Why do film producers continue to tarnish good entertainment offerings with dirty language?
This business of overloading motion picture dialogue with a flood of dirty words is getting increasingly tiresome while at the same time robbing some outstanding offerings of the appreciation they otherwise deserve.
Two recent cases in point: ``Good Will Hunting,'' which won some recent Academy Award honors and ``Primary Colors,'' which may see John Travolta nominated for an outstanding acting plaudit and Kathy Bates chosen for consideration as best supporting actress of 1998.
``Good Will Hunting'' was a candidate for best picture of the past year. To be sure, it has outstanding merits. It details the efforts of people trying to achieve good things in the face of adversity -- something that a number of parents hoped their youngsters would notice. Yet a number of mothers, fathers and guardians who have taken youngsters to the film are disgusted about the mountain of vulgar language, most notably the constant bombardment by the f-word.

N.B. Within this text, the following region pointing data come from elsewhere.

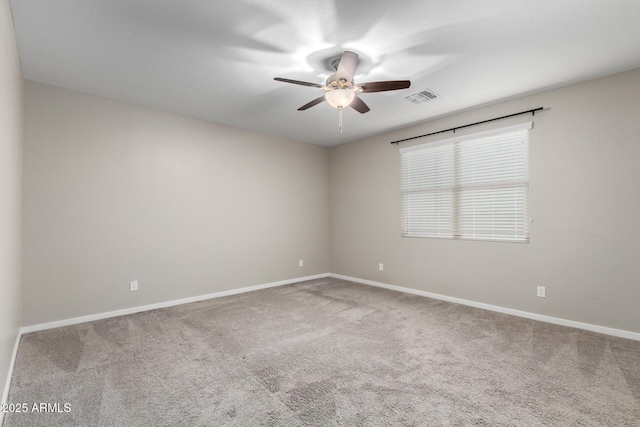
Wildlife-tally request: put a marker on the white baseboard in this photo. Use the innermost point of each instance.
(106, 315)
(556, 320)
(7, 384)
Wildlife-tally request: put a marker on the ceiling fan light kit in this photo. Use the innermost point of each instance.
(340, 98)
(341, 90)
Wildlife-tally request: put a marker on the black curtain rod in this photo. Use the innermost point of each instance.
(533, 113)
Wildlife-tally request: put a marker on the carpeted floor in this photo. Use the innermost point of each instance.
(325, 353)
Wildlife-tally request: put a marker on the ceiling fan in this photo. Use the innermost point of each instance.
(340, 89)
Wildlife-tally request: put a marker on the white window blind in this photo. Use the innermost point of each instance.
(472, 187)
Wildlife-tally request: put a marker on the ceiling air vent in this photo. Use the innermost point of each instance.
(422, 96)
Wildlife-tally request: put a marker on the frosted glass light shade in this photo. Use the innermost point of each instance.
(339, 98)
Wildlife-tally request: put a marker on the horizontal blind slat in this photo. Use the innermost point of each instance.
(481, 184)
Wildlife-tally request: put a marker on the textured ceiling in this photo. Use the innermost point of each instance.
(216, 60)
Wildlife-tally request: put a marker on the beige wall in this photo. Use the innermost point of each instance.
(585, 203)
(116, 192)
(11, 99)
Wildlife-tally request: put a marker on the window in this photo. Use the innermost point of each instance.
(472, 187)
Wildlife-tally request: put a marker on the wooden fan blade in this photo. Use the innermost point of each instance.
(347, 66)
(298, 82)
(312, 103)
(359, 105)
(384, 86)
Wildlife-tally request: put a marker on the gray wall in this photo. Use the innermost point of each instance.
(585, 204)
(116, 192)
(11, 123)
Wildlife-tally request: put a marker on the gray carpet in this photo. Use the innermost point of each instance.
(325, 353)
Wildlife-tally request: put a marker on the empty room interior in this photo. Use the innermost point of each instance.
(330, 212)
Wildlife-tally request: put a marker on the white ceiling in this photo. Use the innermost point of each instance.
(216, 59)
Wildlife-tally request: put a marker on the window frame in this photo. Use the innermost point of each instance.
(520, 188)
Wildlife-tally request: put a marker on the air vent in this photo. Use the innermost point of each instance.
(422, 96)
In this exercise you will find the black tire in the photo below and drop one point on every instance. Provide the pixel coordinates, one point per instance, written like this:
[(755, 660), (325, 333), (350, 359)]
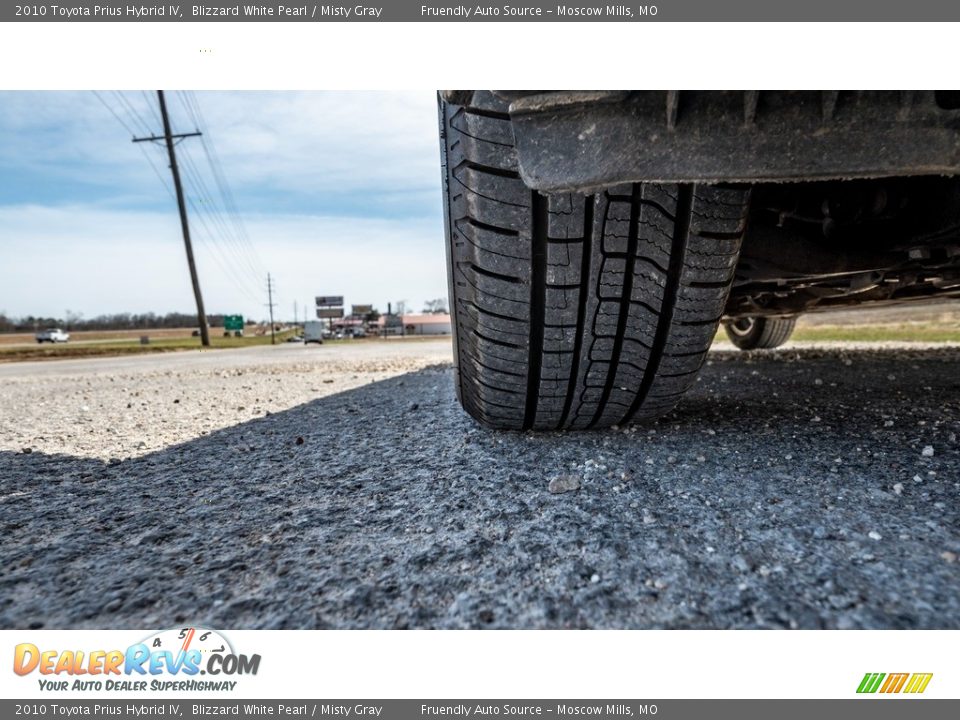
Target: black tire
[(759, 332), (574, 311)]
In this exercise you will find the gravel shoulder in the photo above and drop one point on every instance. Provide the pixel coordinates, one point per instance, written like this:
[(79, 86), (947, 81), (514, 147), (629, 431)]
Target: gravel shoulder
[(802, 488)]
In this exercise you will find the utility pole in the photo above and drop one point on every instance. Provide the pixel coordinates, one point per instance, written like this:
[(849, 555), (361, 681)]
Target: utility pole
[(273, 339), (168, 137)]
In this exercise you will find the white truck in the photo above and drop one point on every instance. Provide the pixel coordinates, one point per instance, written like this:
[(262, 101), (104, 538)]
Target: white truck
[(53, 335), (313, 331)]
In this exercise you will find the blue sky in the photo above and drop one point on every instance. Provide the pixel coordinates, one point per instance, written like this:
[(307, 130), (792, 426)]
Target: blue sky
[(339, 193)]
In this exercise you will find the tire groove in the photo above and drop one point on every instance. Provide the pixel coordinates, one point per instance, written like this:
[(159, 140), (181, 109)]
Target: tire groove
[(585, 252), (622, 316), (677, 252), (538, 302)]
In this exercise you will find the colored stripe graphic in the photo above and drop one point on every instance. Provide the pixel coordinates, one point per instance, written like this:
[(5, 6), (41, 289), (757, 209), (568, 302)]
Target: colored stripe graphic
[(918, 683), (870, 682), (894, 682)]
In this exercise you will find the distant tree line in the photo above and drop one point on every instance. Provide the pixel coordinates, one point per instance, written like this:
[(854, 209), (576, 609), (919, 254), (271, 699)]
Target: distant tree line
[(116, 321)]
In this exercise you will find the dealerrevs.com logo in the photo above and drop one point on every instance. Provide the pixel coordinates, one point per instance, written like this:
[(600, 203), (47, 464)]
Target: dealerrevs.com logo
[(170, 660), (889, 683)]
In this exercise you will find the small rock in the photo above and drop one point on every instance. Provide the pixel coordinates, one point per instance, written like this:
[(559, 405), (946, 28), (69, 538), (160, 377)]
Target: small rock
[(564, 483)]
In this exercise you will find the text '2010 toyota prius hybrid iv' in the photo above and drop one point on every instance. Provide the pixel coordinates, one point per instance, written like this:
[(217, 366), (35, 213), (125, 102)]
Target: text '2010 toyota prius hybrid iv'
[(596, 240)]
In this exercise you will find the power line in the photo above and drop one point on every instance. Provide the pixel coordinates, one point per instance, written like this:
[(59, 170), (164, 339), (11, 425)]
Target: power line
[(169, 137)]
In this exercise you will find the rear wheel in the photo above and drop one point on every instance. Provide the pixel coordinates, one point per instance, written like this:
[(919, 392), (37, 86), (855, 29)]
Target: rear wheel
[(759, 332), (576, 311)]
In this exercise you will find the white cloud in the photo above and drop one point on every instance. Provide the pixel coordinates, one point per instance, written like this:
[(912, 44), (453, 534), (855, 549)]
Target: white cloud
[(102, 261), (317, 176)]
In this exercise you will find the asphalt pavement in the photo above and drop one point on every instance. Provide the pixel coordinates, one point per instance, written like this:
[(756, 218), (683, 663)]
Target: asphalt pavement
[(802, 488)]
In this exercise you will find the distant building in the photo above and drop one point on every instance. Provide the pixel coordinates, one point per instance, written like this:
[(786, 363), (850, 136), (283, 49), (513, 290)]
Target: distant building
[(423, 324)]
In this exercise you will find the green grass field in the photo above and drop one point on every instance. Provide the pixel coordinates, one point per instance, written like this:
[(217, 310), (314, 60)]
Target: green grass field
[(903, 332), (131, 346)]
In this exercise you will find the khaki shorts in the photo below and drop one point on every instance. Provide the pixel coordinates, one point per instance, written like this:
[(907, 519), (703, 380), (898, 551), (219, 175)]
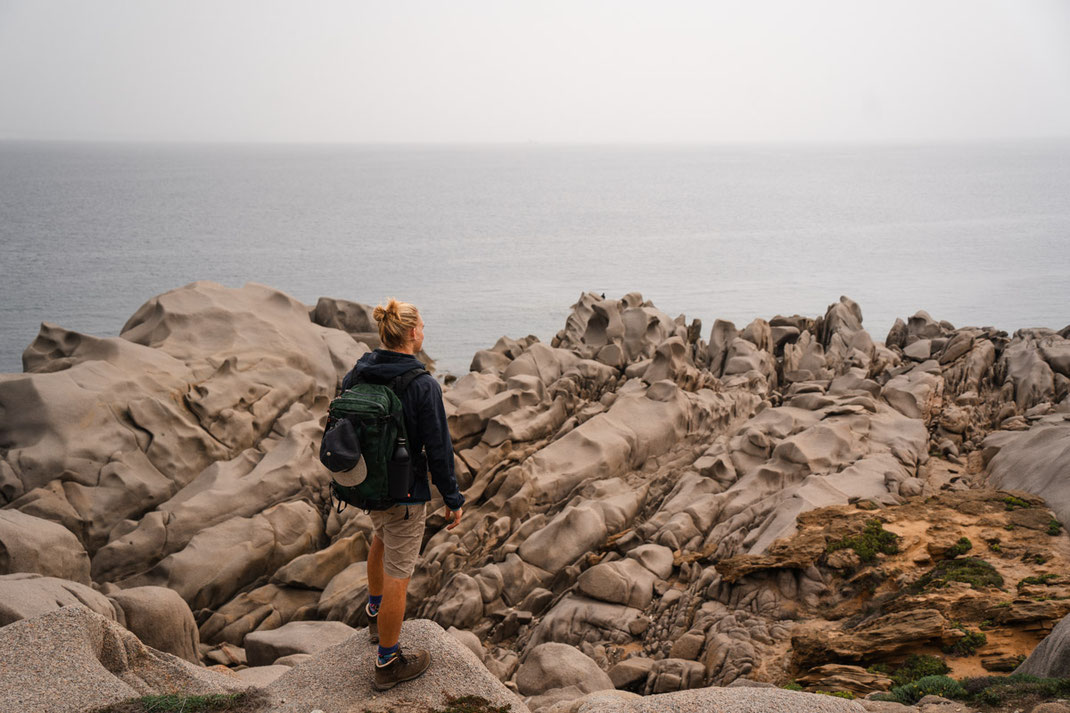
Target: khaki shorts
[(401, 536)]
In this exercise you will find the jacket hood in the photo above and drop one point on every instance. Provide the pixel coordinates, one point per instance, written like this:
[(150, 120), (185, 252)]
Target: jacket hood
[(383, 365)]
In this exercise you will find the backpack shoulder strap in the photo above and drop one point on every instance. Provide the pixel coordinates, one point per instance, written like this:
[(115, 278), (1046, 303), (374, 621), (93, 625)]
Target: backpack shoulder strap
[(400, 383)]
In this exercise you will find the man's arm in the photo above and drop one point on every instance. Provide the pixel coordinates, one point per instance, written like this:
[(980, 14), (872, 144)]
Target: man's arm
[(438, 444)]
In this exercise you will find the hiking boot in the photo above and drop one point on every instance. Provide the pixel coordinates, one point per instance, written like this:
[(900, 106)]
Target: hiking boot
[(373, 628), (402, 667)]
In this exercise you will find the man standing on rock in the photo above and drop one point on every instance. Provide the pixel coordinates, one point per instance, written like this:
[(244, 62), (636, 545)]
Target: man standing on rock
[(399, 530)]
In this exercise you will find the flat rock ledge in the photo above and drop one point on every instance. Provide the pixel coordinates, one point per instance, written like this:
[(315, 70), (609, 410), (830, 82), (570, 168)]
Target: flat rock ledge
[(338, 680), (74, 660), (714, 700)]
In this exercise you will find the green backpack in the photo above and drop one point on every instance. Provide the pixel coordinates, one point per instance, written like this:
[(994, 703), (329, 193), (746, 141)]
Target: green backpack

Most agree it would not be difficult to go through the script and cut out at least two-thirds, perhaps even three-fourths, of the dirty talk and leave the picture even more commendable. It might be necessary from time to time to use blue language for emphasis, but constant verbal beatings are reprehensible. After a while, some parents have said, they feel so battered by the f-word frequency that they either lose track of the story line or leave the theater.
``Primary Colors'' is the film version of the ``anonymous'' best-selling book that seems to parallel many of the activities of President and Mrs. Clinton during their campaigning days. Here again, constant use of four-letter-type terminology robs greatly from a quite interesting story line. And in the moments when real ``messages'' might be put across, the vulgarity overshadows the valuable lines.
Little wonder that large numbers of citizens are declining to patronize movies anymore. There is a great longing for good stories, action, character development and entertainment. But when somebody enters a theater with high hopes and winds up getting pummeled incessantly with dirty talk, why keep begging, and paying, for such punishment?
Too bad that good productions such as ``Good Will Hunting'' and ``Primary Colors'' are sullied by oppressive boorishness.